In this study, all consecutive patients who underwent robot-assisted radical transmediastinal esophagectomy or transthoracic esophagectomy for esophageal cancer at University of Tokyo between January 2010 and December 2014 were included. The European Organization for Research and Treatment of Cancer (EORTC)'s quality of life questionnaires QLQ-C30 and QLQ-OES18 were sent to all patients that were still living, had no recurrence or other malignancy, and had not undergone a reoperation because of complications after esophagectomy.

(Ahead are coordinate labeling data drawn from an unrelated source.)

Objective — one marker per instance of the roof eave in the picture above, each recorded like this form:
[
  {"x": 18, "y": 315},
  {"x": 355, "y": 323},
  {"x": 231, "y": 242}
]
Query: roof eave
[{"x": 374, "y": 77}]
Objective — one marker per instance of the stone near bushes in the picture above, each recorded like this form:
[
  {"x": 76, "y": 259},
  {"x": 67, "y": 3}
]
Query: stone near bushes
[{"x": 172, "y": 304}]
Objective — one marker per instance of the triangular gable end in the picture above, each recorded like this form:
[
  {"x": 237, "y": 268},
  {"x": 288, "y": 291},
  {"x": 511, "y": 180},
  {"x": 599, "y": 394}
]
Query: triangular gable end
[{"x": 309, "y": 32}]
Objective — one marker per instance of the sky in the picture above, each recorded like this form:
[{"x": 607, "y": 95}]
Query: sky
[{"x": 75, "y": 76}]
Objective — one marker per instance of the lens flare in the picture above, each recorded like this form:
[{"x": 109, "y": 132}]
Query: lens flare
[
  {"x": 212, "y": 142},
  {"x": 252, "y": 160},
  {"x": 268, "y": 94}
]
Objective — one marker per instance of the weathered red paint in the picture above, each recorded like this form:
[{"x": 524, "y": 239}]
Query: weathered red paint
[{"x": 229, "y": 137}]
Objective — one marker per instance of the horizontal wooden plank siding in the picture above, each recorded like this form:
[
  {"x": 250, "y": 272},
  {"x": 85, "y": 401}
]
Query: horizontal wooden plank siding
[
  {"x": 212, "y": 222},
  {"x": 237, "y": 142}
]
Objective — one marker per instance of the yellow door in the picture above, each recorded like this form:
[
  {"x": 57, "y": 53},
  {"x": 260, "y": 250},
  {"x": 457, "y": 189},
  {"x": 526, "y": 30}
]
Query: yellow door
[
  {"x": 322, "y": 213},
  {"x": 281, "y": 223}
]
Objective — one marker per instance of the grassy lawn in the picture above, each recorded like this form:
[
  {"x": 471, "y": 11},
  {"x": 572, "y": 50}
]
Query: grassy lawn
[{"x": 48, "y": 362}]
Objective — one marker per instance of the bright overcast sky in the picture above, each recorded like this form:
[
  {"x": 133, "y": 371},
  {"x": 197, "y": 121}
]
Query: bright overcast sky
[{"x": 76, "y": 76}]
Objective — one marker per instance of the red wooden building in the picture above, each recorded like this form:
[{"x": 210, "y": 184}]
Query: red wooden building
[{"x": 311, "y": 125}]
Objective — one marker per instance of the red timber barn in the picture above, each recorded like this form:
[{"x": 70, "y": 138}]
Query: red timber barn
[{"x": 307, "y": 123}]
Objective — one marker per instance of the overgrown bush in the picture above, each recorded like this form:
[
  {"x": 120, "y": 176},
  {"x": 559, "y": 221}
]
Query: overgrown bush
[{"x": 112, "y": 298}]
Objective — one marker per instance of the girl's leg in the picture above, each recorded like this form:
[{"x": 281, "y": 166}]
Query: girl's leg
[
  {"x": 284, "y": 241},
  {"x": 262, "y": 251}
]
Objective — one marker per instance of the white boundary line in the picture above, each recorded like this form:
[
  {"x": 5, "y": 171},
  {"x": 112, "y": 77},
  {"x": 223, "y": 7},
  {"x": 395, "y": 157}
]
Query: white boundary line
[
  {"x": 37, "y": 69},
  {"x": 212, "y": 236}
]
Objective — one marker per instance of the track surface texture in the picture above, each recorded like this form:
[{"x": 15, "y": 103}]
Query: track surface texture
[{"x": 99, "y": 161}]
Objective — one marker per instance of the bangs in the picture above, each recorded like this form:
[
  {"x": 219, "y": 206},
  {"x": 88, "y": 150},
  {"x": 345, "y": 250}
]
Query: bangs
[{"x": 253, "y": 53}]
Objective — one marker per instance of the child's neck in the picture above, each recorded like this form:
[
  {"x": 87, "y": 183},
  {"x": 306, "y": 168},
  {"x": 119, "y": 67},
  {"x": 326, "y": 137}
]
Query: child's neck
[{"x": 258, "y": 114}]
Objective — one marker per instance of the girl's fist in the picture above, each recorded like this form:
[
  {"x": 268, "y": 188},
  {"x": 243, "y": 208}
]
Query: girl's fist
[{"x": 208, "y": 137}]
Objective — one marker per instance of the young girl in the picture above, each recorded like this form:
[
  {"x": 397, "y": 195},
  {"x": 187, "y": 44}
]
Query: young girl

We were able to survey 63 (98.4%) of 64 eligible patients. We assessed and compared the QOL scores of both groups of patients. Compared to transthoracic esophagectomy, transmediastinal esophagectomy was associated with better QOL. Global health status and the physical, role, and cognitive function scale scores were significantly superior in the transmediastinal esophagectomy group (P = 0.004, < 0.0001, 0.007, 0.002, respectively). Fatigue, nausea and vomiting, pain, appetite loss, reflux, and taste scores were significant lower (superior) in the transmediastinal esophagectomy group (P = 0.003, 0.032, 0.025, 0.018, 0.001, 0.041, respectively).
This study indicates that robot-assisted radical transmediastinal esophagectomy is associated with better postoperative QOL compared to transthoracic esophagectomy. A larger study and prospective analyses are needed to confirm the current results.
本回顾性研究旨在评估机器人辅助经纵隔根治性食管切除术(定义为非经胸食管切除术,根治性纵隔淋巴结清扫术,结合机器人经食管裂孔入路和辅助颈部入路)的术后生活质量(QOL)。结果与经胸食管切除术进行了比较。
本研究纳入了 2010 年 1 月至 2014 年 12 月期间在东京大学接受机器人辅助经纵隔根治性食管切除术或经胸食管切除术治疗食管癌的所有连续患者。将欧洲癌症研究与治疗组织(EORTC)的生活质量问卷 QLQ-C30 和 QLQ-OES18 发送给所有仍存活、无复发或其他恶性肿瘤、且未因术后并发症而行再次手术的患者。
我们能够调查 63 例(64 例中的 98.4%)合格患者。我们评估并比较了两组患者的 QOL 评分。与经胸食管切除术相比,经纵隔食管切除术与更好的 QOL 相关。全球健康状况以及身体、角色和认知功能量表评分在经纵隔食管切除术组中显著更高(P=0.004、<0.0001、0.007、0.002)。经纵隔食管切除术组的疲劳、恶心和呕吐、疼痛、食欲减退、反流和味觉评分显著较低(更好)(P=0.003、0.032、0.025、0.018、0.001、0.041)。
本研究表明,与经胸食管切除术相比,机器人辅助经纵隔根治性食管切除术与更好的术后 QOL 相关。需要更大规模的研究和前瞻性分析来证实目前的结果。